Tuesday, May 31, 2011
Powerful processors and software enable DSLRs to do things never before possible in-camera
Olympus introduced Art Filters in its E-30 DSLR, and has included them in its DSLRs and mirrorless E-P series cameras ever since. The filter selection varies a bit from camera model to camera model; the E-P2's Art Filters include Pop Art, Soft Focus, Grainy Film, Pin Hole, Diorama and Dramatic Tone. With some cameras, such as the E-P2, you can apply effects to movies as well as still images.
Recent Pentax DSLRs offer Digital Filters, whose effects you can apply to already-taken images in-camera. These include Toy Camera, Retro, High Contrast, Sketch, Extract Color, Warm Color, Pastel, Miniature, Monochrome, Color Filter, Soft, Starburst, Posterization, Fisheye, Slim, Custom Filters and more.
Photographers have been combining two or more images to create new montage images for a long while. Digital cameras make the process easier and more effective. With some, you can display the first image on the camera's LCD monitor and use that as a guide to compose the second image you're about to shoot—much easier than trying to remember where everything was in the first shot as you shoot the second image. Of course, you can combine images in your computer, too, with more control. But doing it in-camera is quick and convenient.
Canon Lens Peripheral Illumination Correction
Viewfinder grid lines make it easy to align the horizon and other horizontal or vertical lines in an image. In film days, you could purchase and install an optional focusing screen with grid lines (with higher-end SLRs).
Today, a number of DSLRs offer on-demand viewfinder grid lines and electronic virtual horizons that serve the same purpose. The virtual horizons are especially useful in that they show when the camera is level even when the horizon doesn't appear in the image. Generally, grid lines and virtual horizons can be displayed in the eye-level optical or electronic viewfinder and on the LCD monitor, whichever you prefer using.
While lens manufacturers take great pains to produce lenses that are free of aberrations and distortion, the fact is, these things exist in all lenses, to a degree. You can compensate for them when processing RAW images, but a number of cameras do it automatically in-camera.
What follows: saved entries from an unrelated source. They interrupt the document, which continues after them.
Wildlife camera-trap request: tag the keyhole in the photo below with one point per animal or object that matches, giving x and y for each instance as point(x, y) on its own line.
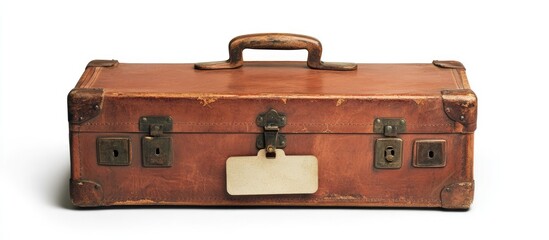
point(389, 153)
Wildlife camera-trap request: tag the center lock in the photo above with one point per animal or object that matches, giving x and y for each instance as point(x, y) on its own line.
point(388, 150)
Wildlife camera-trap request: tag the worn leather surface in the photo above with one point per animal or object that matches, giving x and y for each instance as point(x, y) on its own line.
point(329, 114)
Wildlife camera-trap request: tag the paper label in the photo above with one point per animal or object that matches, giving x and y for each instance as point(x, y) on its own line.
point(259, 175)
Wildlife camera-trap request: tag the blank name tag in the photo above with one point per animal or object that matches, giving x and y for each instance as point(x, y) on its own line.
point(259, 175)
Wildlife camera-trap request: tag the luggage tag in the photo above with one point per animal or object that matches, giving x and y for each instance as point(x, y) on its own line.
point(259, 175)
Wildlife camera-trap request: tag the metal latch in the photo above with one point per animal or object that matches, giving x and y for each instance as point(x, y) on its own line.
point(388, 150)
point(156, 149)
point(271, 139)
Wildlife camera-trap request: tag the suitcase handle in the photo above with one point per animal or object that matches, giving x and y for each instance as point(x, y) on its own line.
point(278, 41)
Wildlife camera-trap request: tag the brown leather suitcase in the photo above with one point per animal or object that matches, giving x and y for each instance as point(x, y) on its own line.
point(237, 133)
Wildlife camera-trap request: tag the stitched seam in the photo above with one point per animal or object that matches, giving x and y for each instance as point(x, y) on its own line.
point(246, 123)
Canon's Lens Peripheral Illumination Correction eliminates vignetting (light falloff in the corners of the image) with lenses registered in-camera, mid- and high-end Nikon DSLRs automatically compensate for lateral chromatic aberrations (purple fringing), and current Pentax DSLRs can be set to correct for lateral chromatic aberration and distortion automatically when compatible Pentax lenses are used.